Grundlegend anders schätzt sein Kommissionskollege Gerhard Luf die Lage ein. Der Wiener Rechtsphilosoph hatte sich gegen die Förderung embryonaler Stammzellforschung ausgesprochen. An der anderslautenden Position lässt er kein gutes Haar. "Bevor man überhaupt in Österreich umfassend diskutiert hat, nimmt man schon auf EU-Ebene eine pragmatische Stellung ein und schafft damit ein Präjudiz", kritisiert Luf. Auch die engen Grenzen, innerhalb derer die Anhänger der Position A eine Förderung embryonaler Stammzellforschung befürworten, hält er für nicht ausreichend. So bestehe etwa bei einer Stichtagsregelung, wie sie in Deutschland beschlossen wurde, ein "immanenter Druck Richtung verbrauchender Embryonenforschung".

Ähnlich besorgt zeigt sich auch der Innsbrucker Hämatologe Richard Greil. In der Forderung der Position A, dass nur "alternativlose hochrangige Forschungsprojekte" gefördert werden sollten, sieht er zudem einen Widerspruch in sich: "Um solche Differenzen zwischen adulten und embryonalen Stammzellen festzustellen, muss man eben beide untersuchen. Jede Forschung an embryonalen Stammzellen ist per se alternativlos."

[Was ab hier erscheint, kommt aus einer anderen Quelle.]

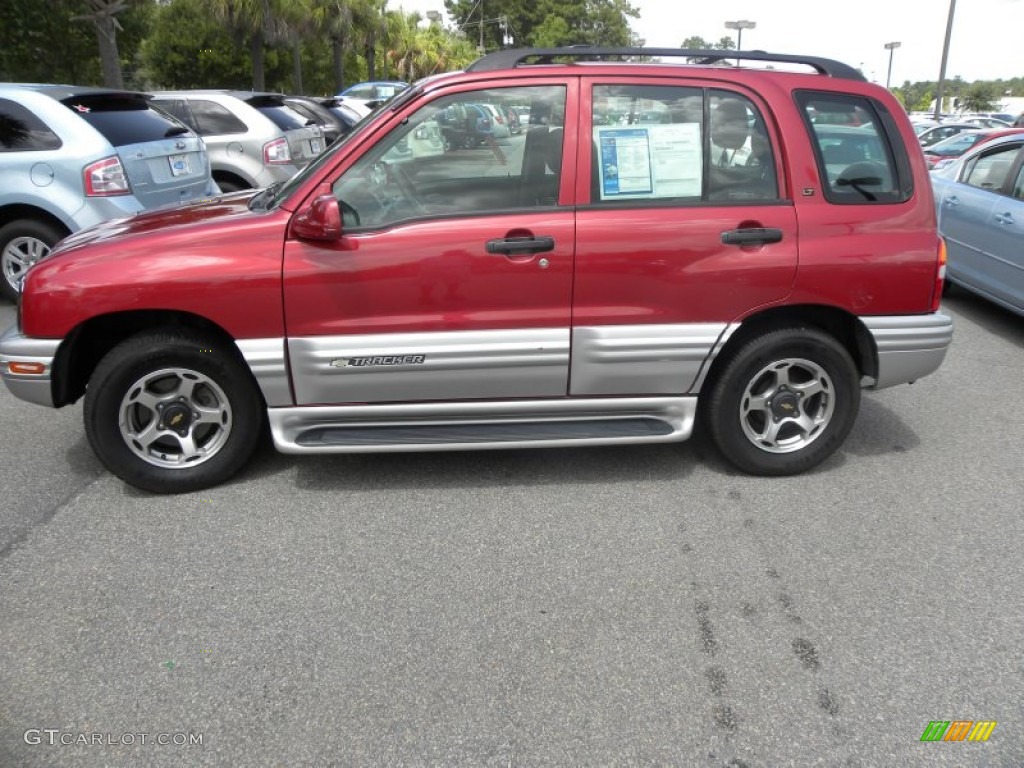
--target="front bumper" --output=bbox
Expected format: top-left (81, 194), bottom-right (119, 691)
top-left (860, 312), bottom-right (953, 389)
top-left (0, 326), bottom-right (60, 408)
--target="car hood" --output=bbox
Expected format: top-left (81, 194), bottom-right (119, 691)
top-left (50, 189), bottom-right (256, 257)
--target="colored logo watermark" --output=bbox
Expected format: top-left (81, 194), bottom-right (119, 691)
top-left (921, 720), bottom-right (996, 741)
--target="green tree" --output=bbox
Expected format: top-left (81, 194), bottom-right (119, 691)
top-left (140, 0), bottom-right (260, 89)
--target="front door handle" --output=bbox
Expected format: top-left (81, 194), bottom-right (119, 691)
top-left (722, 226), bottom-right (782, 246)
top-left (486, 236), bottom-right (555, 256)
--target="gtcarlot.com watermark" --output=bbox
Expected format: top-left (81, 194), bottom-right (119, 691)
top-left (23, 728), bottom-right (203, 746)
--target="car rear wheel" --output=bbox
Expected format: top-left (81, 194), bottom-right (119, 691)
top-left (707, 328), bottom-right (860, 475)
top-left (0, 219), bottom-right (68, 299)
top-left (84, 332), bottom-right (264, 494)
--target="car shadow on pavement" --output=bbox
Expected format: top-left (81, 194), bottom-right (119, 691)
top-left (942, 286), bottom-right (1024, 349)
top-left (828, 392), bottom-right (921, 463)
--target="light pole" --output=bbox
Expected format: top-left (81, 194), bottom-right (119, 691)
top-left (725, 18), bottom-right (758, 50)
top-left (886, 43), bottom-right (899, 90)
top-left (935, 0), bottom-right (956, 121)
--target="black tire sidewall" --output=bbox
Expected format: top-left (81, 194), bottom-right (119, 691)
top-left (83, 333), bottom-right (265, 494)
top-left (706, 328), bottom-right (860, 476)
top-left (0, 219), bottom-right (68, 301)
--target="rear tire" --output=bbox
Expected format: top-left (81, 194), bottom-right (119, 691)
top-left (0, 219), bottom-right (68, 301)
top-left (84, 331), bottom-right (265, 494)
top-left (706, 328), bottom-right (860, 476)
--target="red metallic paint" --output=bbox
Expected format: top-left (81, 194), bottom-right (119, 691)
top-left (22, 196), bottom-right (290, 339)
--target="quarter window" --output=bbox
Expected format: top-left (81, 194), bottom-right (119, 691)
top-left (591, 85), bottom-right (778, 204)
top-left (334, 86), bottom-right (565, 228)
top-left (797, 92), bottom-right (909, 205)
top-left (0, 98), bottom-right (60, 152)
top-left (962, 144), bottom-right (1020, 191)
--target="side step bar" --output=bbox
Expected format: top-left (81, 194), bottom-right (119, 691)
top-left (267, 397), bottom-right (697, 454)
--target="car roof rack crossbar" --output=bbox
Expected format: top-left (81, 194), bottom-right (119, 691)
top-left (466, 45), bottom-right (865, 80)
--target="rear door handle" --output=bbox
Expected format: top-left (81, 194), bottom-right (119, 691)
top-left (722, 226), bottom-right (782, 246)
top-left (486, 236), bottom-right (555, 256)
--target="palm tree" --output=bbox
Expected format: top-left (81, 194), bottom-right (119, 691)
top-left (72, 0), bottom-right (128, 88)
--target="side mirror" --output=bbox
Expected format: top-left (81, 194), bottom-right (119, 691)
top-left (292, 194), bottom-right (342, 241)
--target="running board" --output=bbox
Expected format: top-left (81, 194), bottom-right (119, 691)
top-left (267, 397), bottom-right (697, 454)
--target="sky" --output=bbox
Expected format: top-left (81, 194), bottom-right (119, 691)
top-left (388, 0), bottom-right (1024, 86)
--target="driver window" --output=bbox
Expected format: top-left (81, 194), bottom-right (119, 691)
top-left (334, 86), bottom-right (565, 229)
top-left (797, 92), bottom-right (905, 205)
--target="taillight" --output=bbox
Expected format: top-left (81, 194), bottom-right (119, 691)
top-left (263, 138), bottom-right (292, 165)
top-left (932, 238), bottom-right (946, 312)
top-left (82, 157), bottom-right (131, 198)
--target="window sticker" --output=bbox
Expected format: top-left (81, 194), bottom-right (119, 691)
top-left (594, 123), bottom-right (702, 200)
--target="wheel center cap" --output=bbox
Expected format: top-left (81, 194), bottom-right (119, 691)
top-left (771, 392), bottom-right (800, 419)
top-left (163, 402), bottom-right (191, 432)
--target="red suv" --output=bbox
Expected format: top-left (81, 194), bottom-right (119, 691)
top-left (0, 47), bottom-right (952, 493)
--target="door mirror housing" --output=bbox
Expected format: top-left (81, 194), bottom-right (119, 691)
top-left (292, 193), bottom-right (342, 241)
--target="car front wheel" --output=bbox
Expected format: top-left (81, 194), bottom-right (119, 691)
top-left (0, 219), bottom-right (68, 299)
top-left (84, 332), bottom-right (263, 494)
top-left (707, 328), bottom-right (860, 475)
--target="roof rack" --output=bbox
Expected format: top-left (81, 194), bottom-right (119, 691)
top-left (466, 45), bottom-right (864, 80)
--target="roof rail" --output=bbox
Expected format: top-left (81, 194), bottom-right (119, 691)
top-left (466, 45), bottom-right (865, 80)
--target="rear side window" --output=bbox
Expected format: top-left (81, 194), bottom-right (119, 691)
top-left (63, 93), bottom-right (189, 146)
top-left (188, 98), bottom-right (249, 136)
top-left (247, 98), bottom-right (309, 131)
top-left (797, 91), bottom-right (912, 205)
top-left (961, 144), bottom-right (1020, 197)
top-left (0, 98), bottom-right (61, 152)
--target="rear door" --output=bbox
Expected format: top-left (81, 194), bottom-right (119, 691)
top-left (937, 141), bottom-right (1024, 307)
top-left (573, 78), bottom-right (797, 395)
top-left (246, 96), bottom-right (326, 168)
top-left (63, 93), bottom-right (210, 208)
top-left (285, 79), bottom-right (577, 404)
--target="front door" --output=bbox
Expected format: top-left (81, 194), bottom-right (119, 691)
top-left (570, 78), bottom-right (797, 395)
top-left (285, 79), bottom-right (574, 404)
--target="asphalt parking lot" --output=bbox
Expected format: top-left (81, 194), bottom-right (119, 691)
top-left (0, 292), bottom-right (1024, 768)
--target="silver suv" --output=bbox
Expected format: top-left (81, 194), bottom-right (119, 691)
top-left (0, 84), bottom-right (217, 298)
top-left (154, 91), bottom-right (327, 191)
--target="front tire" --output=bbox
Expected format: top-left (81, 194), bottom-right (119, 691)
top-left (84, 331), bottom-right (264, 494)
top-left (0, 219), bottom-right (68, 301)
top-left (706, 328), bottom-right (860, 476)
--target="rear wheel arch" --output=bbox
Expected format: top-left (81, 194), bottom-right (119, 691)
top-left (52, 309), bottom-right (255, 408)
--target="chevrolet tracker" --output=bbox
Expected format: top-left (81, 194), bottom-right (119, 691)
top-left (0, 47), bottom-right (952, 493)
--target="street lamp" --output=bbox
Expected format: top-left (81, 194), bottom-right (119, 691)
top-left (885, 43), bottom-right (899, 90)
top-left (725, 19), bottom-right (758, 50)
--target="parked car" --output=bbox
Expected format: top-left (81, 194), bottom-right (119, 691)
top-left (925, 128), bottom-right (1024, 170)
top-left (285, 95), bottom-right (347, 145)
top-left (932, 130), bottom-right (1024, 315)
top-left (0, 84), bottom-right (217, 298)
top-left (918, 123), bottom-right (980, 146)
top-left (329, 80), bottom-right (409, 110)
top-left (436, 102), bottom-right (493, 152)
top-left (319, 96), bottom-right (373, 136)
top-left (476, 104), bottom-right (512, 138)
top-left (0, 46), bottom-right (952, 493)
top-left (153, 90), bottom-right (326, 191)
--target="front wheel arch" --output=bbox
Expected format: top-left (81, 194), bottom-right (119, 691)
top-left (51, 309), bottom-right (256, 408)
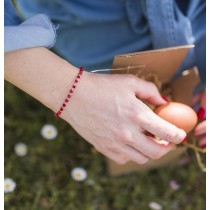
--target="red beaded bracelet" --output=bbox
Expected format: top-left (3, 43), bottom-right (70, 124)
top-left (55, 67), bottom-right (84, 117)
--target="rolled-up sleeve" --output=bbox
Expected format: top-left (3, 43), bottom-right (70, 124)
top-left (4, 0), bottom-right (56, 52)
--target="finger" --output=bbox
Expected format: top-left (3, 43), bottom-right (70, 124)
top-left (200, 88), bottom-right (206, 109)
top-left (136, 107), bottom-right (186, 144)
top-left (117, 145), bottom-right (149, 164)
top-left (199, 136), bottom-right (206, 149)
top-left (135, 80), bottom-right (166, 106)
top-left (124, 131), bottom-right (174, 159)
top-left (194, 120), bottom-right (206, 136)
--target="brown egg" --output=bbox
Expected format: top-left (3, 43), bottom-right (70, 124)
top-left (155, 102), bottom-right (198, 133)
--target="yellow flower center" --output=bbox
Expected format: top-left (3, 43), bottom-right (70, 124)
top-left (5, 184), bottom-right (11, 189)
top-left (47, 130), bottom-right (52, 135)
top-left (76, 173), bottom-right (81, 177)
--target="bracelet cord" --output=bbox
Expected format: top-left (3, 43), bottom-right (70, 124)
top-left (55, 67), bottom-right (84, 117)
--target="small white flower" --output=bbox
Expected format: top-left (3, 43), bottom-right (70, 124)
top-left (149, 201), bottom-right (162, 210)
top-left (169, 180), bottom-right (180, 190)
top-left (71, 167), bottom-right (87, 182)
top-left (14, 143), bottom-right (28, 157)
top-left (41, 124), bottom-right (58, 140)
top-left (86, 179), bottom-right (95, 186)
top-left (4, 178), bottom-right (16, 193)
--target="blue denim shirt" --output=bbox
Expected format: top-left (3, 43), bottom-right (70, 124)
top-left (4, 0), bottom-right (206, 83)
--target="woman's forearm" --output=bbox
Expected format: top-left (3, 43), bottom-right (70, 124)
top-left (5, 47), bottom-right (78, 111)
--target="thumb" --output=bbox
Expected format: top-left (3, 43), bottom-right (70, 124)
top-left (135, 80), bottom-right (168, 106)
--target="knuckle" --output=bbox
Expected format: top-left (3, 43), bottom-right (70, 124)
top-left (148, 82), bottom-right (157, 90)
top-left (115, 156), bottom-right (128, 165)
top-left (164, 132), bottom-right (179, 143)
top-left (137, 158), bottom-right (149, 165)
top-left (151, 150), bottom-right (163, 160)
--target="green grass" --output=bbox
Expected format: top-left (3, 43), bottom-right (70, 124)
top-left (4, 83), bottom-right (206, 210)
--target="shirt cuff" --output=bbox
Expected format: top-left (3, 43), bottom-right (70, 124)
top-left (4, 14), bottom-right (56, 52)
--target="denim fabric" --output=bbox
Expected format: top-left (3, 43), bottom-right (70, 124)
top-left (4, 0), bottom-right (55, 52)
top-left (6, 0), bottom-right (206, 86)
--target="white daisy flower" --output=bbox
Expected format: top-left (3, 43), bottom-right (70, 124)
top-left (4, 178), bottom-right (16, 193)
top-left (169, 180), bottom-right (180, 190)
top-left (14, 143), bottom-right (28, 157)
top-left (149, 201), bottom-right (162, 210)
top-left (41, 124), bottom-right (58, 140)
top-left (71, 167), bottom-right (87, 182)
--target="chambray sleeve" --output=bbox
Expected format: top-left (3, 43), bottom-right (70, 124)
top-left (4, 0), bottom-right (56, 52)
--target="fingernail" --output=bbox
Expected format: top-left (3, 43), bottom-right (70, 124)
top-left (182, 136), bottom-right (187, 143)
top-left (162, 96), bottom-right (169, 102)
top-left (200, 143), bottom-right (206, 149)
top-left (197, 107), bottom-right (206, 120)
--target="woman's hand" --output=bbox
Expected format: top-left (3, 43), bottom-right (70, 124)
top-left (194, 89), bottom-right (206, 148)
top-left (61, 72), bottom-right (186, 164)
top-left (5, 47), bottom-right (186, 164)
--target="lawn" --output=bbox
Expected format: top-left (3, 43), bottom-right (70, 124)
top-left (4, 83), bottom-right (206, 210)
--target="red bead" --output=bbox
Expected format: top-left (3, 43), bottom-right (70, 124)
top-left (197, 107), bottom-right (206, 120)
top-left (55, 67), bottom-right (84, 117)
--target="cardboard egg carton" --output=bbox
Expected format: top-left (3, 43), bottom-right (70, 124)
top-left (107, 45), bottom-right (200, 175)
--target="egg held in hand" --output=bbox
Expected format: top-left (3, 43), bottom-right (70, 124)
top-left (154, 102), bottom-right (198, 133)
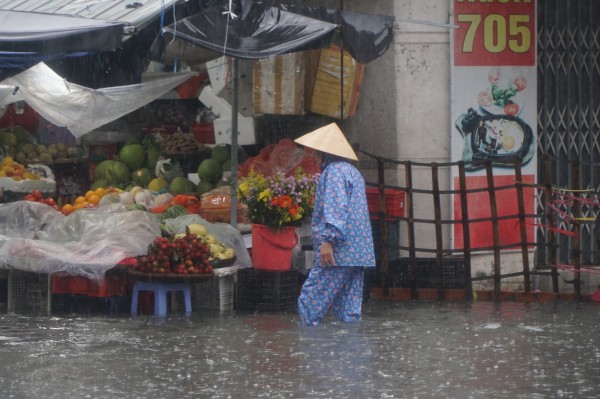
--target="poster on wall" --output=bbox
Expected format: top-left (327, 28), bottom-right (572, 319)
top-left (450, 0), bottom-right (537, 250)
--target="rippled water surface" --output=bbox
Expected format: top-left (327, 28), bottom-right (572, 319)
top-left (0, 300), bottom-right (600, 398)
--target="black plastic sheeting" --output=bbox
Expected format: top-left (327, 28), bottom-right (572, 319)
top-left (153, 0), bottom-right (394, 63)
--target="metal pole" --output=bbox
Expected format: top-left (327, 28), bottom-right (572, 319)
top-left (229, 57), bottom-right (239, 227)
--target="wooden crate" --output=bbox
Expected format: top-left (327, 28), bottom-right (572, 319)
top-left (308, 46), bottom-right (365, 119)
top-left (252, 52), bottom-right (305, 115)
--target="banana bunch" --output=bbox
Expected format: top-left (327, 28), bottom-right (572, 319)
top-left (175, 223), bottom-right (235, 261)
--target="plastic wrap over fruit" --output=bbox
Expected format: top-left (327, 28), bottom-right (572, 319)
top-left (165, 215), bottom-right (252, 268)
top-left (0, 201), bottom-right (160, 281)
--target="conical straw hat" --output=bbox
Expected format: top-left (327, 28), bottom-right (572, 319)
top-left (294, 123), bottom-right (358, 161)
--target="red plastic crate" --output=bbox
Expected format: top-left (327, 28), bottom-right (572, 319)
top-left (51, 270), bottom-right (131, 298)
top-left (192, 123), bottom-right (215, 144)
top-left (366, 187), bottom-right (406, 220)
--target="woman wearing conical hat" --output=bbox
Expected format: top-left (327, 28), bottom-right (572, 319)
top-left (294, 123), bottom-right (375, 326)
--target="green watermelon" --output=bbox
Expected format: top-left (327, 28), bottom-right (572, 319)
top-left (119, 143), bottom-right (146, 170)
top-left (169, 176), bottom-right (195, 195)
top-left (96, 159), bottom-right (131, 186)
top-left (144, 147), bottom-right (160, 173)
top-left (90, 179), bottom-right (108, 190)
top-left (196, 181), bottom-right (215, 195)
top-left (131, 168), bottom-right (154, 187)
top-left (164, 205), bottom-right (189, 219)
top-left (198, 158), bottom-right (223, 184)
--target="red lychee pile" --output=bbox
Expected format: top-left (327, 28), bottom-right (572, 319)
top-left (133, 234), bottom-right (213, 274)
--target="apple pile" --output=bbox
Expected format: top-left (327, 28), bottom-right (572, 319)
top-left (133, 233), bottom-right (213, 274)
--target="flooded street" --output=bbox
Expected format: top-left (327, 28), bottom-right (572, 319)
top-left (0, 299), bottom-right (600, 398)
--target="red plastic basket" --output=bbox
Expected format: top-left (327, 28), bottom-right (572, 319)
top-left (192, 123), bottom-right (215, 144)
top-left (366, 187), bottom-right (406, 220)
top-left (52, 271), bottom-right (129, 298)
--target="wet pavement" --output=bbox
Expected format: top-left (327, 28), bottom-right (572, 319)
top-left (0, 299), bottom-right (600, 398)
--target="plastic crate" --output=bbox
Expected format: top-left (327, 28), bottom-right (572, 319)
top-left (8, 270), bottom-right (51, 314)
top-left (52, 269), bottom-right (132, 298)
top-left (366, 187), bottom-right (406, 220)
top-left (237, 269), bottom-right (298, 311)
top-left (371, 220), bottom-right (400, 262)
top-left (388, 257), bottom-right (465, 289)
top-left (190, 274), bottom-right (236, 312)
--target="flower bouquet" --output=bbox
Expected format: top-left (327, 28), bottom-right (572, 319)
top-left (238, 168), bottom-right (319, 229)
top-left (238, 168), bottom-right (319, 270)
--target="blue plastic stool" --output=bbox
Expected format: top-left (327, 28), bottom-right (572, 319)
top-left (131, 281), bottom-right (192, 316)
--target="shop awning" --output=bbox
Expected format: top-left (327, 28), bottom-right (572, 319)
top-left (155, 0), bottom-right (394, 63)
top-left (0, 0), bottom-right (184, 70)
top-left (0, 10), bottom-right (123, 54)
top-left (0, 63), bottom-right (194, 137)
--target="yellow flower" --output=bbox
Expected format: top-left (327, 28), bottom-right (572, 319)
top-left (258, 188), bottom-right (273, 202)
top-left (238, 181), bottom-right (250, 197)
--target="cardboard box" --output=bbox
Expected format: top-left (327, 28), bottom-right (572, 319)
top-left (252, 52), bottom-right (306, 115)
top-left (308, 46), bottom-right (365, 119)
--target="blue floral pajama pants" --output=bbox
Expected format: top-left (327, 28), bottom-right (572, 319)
top-left (298, 266), bottom-right (365, 326)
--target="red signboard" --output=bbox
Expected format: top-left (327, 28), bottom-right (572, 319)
top-left (454, 175), bottom-right (535, 248)
top-left (454, 0), bottom-right (536, 66)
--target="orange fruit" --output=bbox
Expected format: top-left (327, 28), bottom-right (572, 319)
top-left (94, 187), bottom-right (106, 198)
top-left (87, 194), bottom-right (100, 205)
top-left (73, 201), bottom-right (90, 210)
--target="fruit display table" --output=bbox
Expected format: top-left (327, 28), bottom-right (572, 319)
top-left (0, 177), bottom-right (56, 194)
top-left (129, 270), bottom-right (214, 317)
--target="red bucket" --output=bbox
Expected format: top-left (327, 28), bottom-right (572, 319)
top-left (252, 224), bottom-right (298, 271)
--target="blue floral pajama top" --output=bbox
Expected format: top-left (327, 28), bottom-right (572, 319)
top-left (312, 158), bottom-right (375, 267)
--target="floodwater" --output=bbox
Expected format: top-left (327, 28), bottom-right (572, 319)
top-left (0, 299), bottom-right (600, 399)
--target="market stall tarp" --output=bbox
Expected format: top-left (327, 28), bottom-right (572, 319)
top-left (154, 0), bottom-right (394, 63)
top-left (0, 201), bottom-right (252, 281)
top-left (0, 10), bottom-right (124, 54)
top-left (0, 63), bottom-right (194, 137)
top-left (0, 201), bottom-right (161, 281)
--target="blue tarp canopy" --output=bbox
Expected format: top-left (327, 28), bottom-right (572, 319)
top-left (154, 0), bottom-right (394, 63)
top-left (0, 10), bottom-right (123, 68)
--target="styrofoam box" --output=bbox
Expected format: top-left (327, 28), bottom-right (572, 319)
top-left (213, 117), bottom-right (256, 145)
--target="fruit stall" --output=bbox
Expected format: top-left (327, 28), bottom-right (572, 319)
top-left (0, 119), bottom-right (318, 316)
top-left (0, 35), bottom-right (364, 315)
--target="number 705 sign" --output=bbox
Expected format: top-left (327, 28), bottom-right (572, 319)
top-left (454, 0), bottom-right (536, 66)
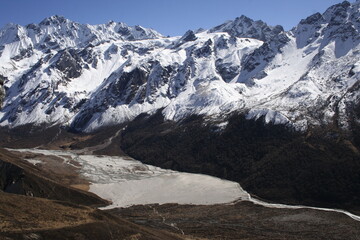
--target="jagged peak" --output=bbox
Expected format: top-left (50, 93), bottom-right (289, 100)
top-left (209, 15), bottom-right (284, 41)
top-left (39, 15), bottom-right (71, 26)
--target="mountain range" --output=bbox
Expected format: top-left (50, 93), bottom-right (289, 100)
top-left (0, 0), bottom-right (360, 223)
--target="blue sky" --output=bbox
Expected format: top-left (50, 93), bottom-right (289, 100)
top-left (0, 0), bottom-right (355, 36)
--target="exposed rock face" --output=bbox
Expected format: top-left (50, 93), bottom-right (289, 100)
top-left (0, 76), bottom-right (5, 109)
top-left (0, 1), bottom-right (360, 132)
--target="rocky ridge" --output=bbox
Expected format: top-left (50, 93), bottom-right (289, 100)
top-left (0, 1), bottom-right (360, 132)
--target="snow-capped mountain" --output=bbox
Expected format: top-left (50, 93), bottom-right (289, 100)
top-left (0, 1), bottom-right (360, 131)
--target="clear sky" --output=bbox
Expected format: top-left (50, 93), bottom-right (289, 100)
top-left (0, 0), bottom-right (355, 36)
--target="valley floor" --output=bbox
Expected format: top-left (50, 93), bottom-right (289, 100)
top-left (0, 149), bottom-right (360, 240)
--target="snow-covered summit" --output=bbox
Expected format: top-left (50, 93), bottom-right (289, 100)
top-left (0, 1), bottom-right (360, 131)
top-left (0, 15), bottom-right (162, 49)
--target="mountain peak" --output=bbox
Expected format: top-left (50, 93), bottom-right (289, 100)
top-left (209, 15), bottom-right (284, 42)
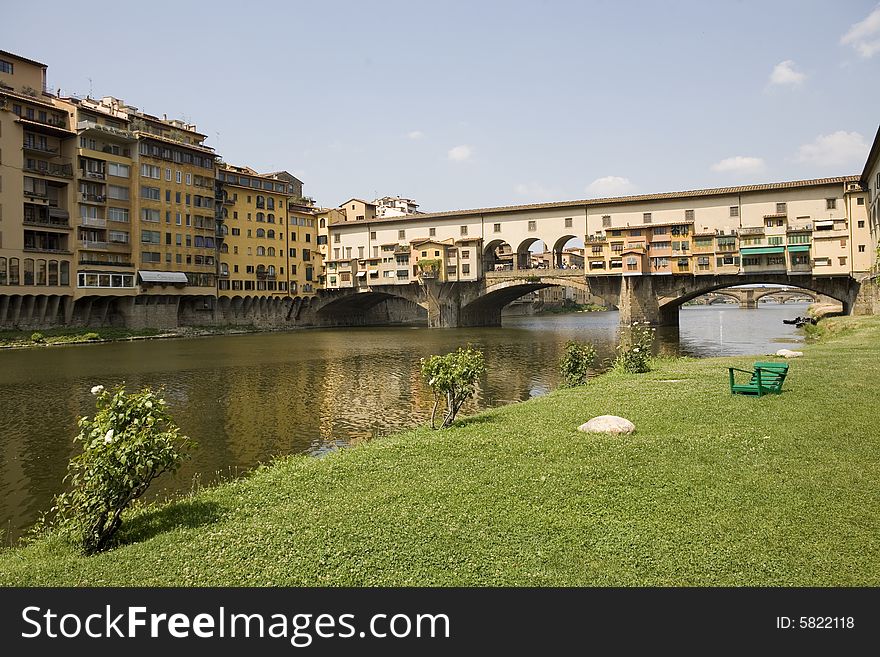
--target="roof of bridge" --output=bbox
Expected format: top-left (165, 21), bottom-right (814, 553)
top-left (861, 127), bottom-right (880, 185)
top-left (330, 176), bottom-right (860, 226)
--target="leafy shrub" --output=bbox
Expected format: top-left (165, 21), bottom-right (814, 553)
top-left (559, 340), bottom-right (596, 387)
top-left (44, 386), bottom-right (194, 554)
top-left (611, 322), bottom-right (656, 374)
top-left (421, 345), bottom-right (486, 429)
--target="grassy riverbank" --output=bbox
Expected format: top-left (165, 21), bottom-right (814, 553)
top-left (0, 317), bottom-right (880, 586)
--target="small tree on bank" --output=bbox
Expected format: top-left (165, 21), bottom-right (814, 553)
top-left (42, 386), bottom-right (194, 554)
top-left (559, 340), bottom-right (596, 388)
top-left (421, 346), bottom-right (486, 429)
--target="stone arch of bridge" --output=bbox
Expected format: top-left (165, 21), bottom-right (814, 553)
top-left (550, 235), bottom-right (577, 269)
top-left (753, 287), bottom-right (820, 303)
top-left (483, 239), bottom-right (513, 271)
top-left (652, 274), bottom-right (859, 315)
top-left (513, 237), bottom-right (547, 269)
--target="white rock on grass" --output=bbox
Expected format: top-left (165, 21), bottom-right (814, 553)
top-left (578, 415), bottom-right (636, 434)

Für bioethische Grundsatzdebatten ist also auch in nächster Zeit gesorgt. Bereits die einstimmige Empfehlung der Kommission zur Umsetzung der europäischen Biopatentrichtlinie vom März dieses Jahres hatte so manchen verstört. Doch die eigentlichen Stolpersteine - darunter die Novelle des 1992 beschlossenen Fortpflanzungsmedizingesetzes - stehen den ethischen Pfadfindern politischer und wissenschaftlicher Provenienz noch bevor. Es wird sich zeigen, ob auch dann noch salomonische Lösungen taugen.